Jordan Neely, 30, died from compression of the neck, according to the city’s medical examiner.
Mr Neely was known to some New Yorkers as a Michael Jackson impersonator who regularly danced in the Times Square transit hub.
On Monday afternoon, he was yelling and pacing back and forth on a train in Manhattan, witnesses and police said, when he was restrained by at least three people, including a US Marine veteran who pulled one arm tightly around his neck.
A second passenger pinned Mr Neely’s arms while a third person held down his shoulder.
It was unclear why the group had moved to restrain him.
Mr Neely, who is black, lost consciousness during the struggle. Paramedics and police arrived after the train stopped at a station but he was pronounced dead at a Manhattan hospital shortly afterwards.
The 24-year-old Marine veteran, who appeared to be white, was taken into custody and released without charges. His name has not been released publicly.
The medical examiner’s office classified Mr Neely’s death as a homicide and the manner as a chokehold but noted that any determination about criminal culpability would be left to the legal system.
The Manhattan district attorney’s office said it is investigating.
“As part of our rigorous ongoing investigation, we will review the medical examiner’s report, assess all available video and photo footage, identify and interview as many witnesses as possible, and obtain additional medical records,” a spokesperson for the DA said.

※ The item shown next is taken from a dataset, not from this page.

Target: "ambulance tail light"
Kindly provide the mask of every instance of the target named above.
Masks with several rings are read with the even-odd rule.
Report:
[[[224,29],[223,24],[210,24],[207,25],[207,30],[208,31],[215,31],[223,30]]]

A group of protesters gathered on Wednesday afternoon in the station where Mr Neely died to call for an arrest. Kyle Ishmael, a 38-year-old Harlem resident, said the video of the incident left him feeling “disgusted”.
“I couldn’t believe this was happening on my subway in my city that I grew up in,” he said.
Mr Neely’s death comes amid a period of heightened public attention on both homelessness and mental illness on New York City’s streets and subways.
Following several high-profile incidents, including a shooting on a subway train that left 10 people wounded last year, Mayor Eric Adams promised to deploy additional police officers and mental health workers throughout the transit system.
The freelance journalist who recorded the incident, Juan Alberto Vazquez, told the New York Post that Mr Neely was screaming “in an aggressive manner” and complaining of hunger and thirst.
The video starts with Mr Neely already on the subway car’s floor, with the man’s left arm around Mr Neely’s neck, locked into his other arm positioned against the man’s head.
A second man holds Mr Neely’s outstretched arm while pinning the other hand against his body. Mr Neely is mostly still but half a minute later tries to struggle out of the headlock. Eventually, he goes limp.
Dave Giffen, the executive director at Coalition for the Homeless, blamed city and state officials for an inadequate response to the mental health crisis — and questioned why the Marine veteran was not facing criminal charges.
“The fact that someone who took the life of a distressed, mentally ill human being on a subway could be set free without facing any consequences is shocking,” he said. “This is an absolute travesty that must be investigated immediately.”